We do see occasional line search failures during model fitting. If this is the root cause, it'd be great to see it fixed :)

I can attach a minimal working example later showing that removing this argument fixes NaN issues. And then we can test if this also resolves occasional line search failures.

saitcakmak commented 2 months ago

Ah, you're right. I always find this parameter / raw parameter setup confusing.

Going back through code history, looks like the noise constraint on the likelihood was added by @Balandat very long time ago (https://github.com/pytorch/botorch/commit/5333d5b53f6f9d6fd32c5d844cf7d383b227d977), along with transform=None from the start. I wonder if he remembers why it was setup this way.

saitcakmak commented 2 months ago

https://github.com/pytorch/botorch/pull/2544 would remove transform=None across the board. I'll check with others to see if there are any concerns with removing this.

kayween commented 2 months ago

Going through the code history https://github.com/pytorch/botorch/commit/5333d5b53f6f9d6fd32c5d844cf7d383b227d977, it looks like there were some discussions on this previously https://github.com/cornellius-gp/gpytorch/issues/629

Note that constraints that have a transform that is not None automatically enforces the constraint by using a transform. This can be an issue for quasi 2nd order optimizers though b/c the objective becomes flat when overshooting past the effective constraint in the line search. Hence not doing the transform and imposing an explicit constraint is preferred. It may also be beneficial to use the transform in conjunction with an explicit bound - will have to evaluate that more.

Based on the commit message, it seems that transform=None is intentional so that the landscape is nicer to LBFGS-B. Then, we rely on LBFGS-B (not LBFGS) to handle the constraint explicitly. The catch is that we cannot use (vanilla) Adam/SGD anymore (which do not handle the constraint explicitly). (I was using Adam to train the model and that's why I encountered the NaN issue..). So it might be a feature instead of a bug?

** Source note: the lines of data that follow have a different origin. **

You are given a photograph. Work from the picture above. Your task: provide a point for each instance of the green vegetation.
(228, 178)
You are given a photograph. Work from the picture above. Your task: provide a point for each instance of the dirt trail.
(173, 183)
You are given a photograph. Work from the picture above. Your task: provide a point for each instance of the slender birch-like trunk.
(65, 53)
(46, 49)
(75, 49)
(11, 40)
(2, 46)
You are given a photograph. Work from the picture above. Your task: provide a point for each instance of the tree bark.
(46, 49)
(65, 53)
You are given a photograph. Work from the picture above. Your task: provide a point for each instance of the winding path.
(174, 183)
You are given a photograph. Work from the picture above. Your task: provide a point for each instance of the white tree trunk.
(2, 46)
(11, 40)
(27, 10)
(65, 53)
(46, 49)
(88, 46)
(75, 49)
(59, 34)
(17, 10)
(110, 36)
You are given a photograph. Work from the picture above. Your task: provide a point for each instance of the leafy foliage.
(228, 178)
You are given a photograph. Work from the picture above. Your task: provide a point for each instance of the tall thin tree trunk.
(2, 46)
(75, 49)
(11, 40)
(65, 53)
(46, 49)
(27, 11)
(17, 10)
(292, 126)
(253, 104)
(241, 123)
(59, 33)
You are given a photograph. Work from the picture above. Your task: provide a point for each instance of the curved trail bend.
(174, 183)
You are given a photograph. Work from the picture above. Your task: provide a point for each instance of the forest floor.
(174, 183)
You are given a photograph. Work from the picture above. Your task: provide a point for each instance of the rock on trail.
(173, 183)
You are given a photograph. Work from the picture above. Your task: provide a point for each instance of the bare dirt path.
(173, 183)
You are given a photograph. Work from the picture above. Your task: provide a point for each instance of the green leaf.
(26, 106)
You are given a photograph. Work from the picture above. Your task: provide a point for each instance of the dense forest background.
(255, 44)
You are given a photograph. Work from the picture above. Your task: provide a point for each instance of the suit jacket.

In any case, @Balandat probably has more comments on this.

Nevertheless, it is probably good to have consistency? Some modules have transform=None while some do not, e.g., https://github.com/pytorch/botorch/blob/85364681a84ac2276b423fe575f33db1e1df311b/botorch/models/utils/gpytorch_modules.py#L41-L50

Balandat commented 2 months ago

Based on the commit message, it seems that transform=None is intentional so that the landscape is nicer to LBFGS-B. Then, we rely on LBFGS-B (not LBFGS) to handle the constraint explicitly. The catch is that we cannot use (vanilla) Adam/SGD anymore (which do not handle the constraint explicitly). (I was using Adam to train the model and that's why I encountered the NaN issue..). So it might be a feature instead of a bug?

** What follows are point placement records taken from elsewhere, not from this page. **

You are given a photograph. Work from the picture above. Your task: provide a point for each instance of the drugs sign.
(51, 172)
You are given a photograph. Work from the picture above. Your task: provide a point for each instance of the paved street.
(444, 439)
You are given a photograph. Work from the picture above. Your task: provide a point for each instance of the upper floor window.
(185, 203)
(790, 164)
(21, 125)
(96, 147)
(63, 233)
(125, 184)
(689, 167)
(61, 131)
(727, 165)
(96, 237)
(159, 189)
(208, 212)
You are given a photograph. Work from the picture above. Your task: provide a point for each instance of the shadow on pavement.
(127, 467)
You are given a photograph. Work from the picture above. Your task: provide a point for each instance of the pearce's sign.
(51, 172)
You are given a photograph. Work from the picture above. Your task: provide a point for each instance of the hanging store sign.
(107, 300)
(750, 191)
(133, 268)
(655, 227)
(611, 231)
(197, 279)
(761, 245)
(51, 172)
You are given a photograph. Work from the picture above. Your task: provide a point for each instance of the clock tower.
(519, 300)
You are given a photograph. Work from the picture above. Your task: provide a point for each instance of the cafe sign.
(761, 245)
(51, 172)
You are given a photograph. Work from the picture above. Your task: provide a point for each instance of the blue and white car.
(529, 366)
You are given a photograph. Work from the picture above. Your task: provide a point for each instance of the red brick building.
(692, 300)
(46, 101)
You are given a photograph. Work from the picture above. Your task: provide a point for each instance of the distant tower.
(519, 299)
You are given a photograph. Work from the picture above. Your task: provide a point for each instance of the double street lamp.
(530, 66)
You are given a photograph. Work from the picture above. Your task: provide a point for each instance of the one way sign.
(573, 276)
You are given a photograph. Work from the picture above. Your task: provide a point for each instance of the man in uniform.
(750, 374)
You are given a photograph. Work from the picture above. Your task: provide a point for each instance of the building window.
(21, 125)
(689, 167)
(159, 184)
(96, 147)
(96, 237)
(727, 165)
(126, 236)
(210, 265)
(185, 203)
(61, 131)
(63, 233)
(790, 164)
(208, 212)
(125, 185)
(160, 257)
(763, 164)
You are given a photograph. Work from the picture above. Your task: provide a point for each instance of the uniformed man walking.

Yes the idea was indeed that when using L-BFGS-B we want to impose explicit constraints on the parameters. The easiest way to do this is to not use a transform in which case the can just constrain the "raw_x" value directly. If gpytorch applies a transformation to enforce the constraint then you can end up with issues as mentioned above.

Now this decision was made a long time ago and so we could potentially revisit this. If always using a transform works fine with L-BFGS-B then great. We may consider also using an explicit constraint in addition to the transform as mentioned above, but then we'd have to somehow apply the constraint in the transformed space in the optimizer. Yet another option could be to adaptively change the nature of the constraint (set the transform to None dynamically based on the optimizer used), but that seems somewhat challenging and also quite brittle.

saitcakmak commented 2 weeks ago

I came across this again yesterday and looked into the GPyTorch constraints a bit more. Seems like we could disable the application of constraints by mocking a simple property:

with patch("gpytorch.constraints.constraints.Interval.enforced", False):
    ...

All constraints I could find subclass Interval and gatekeep constraint application behind self.enforced.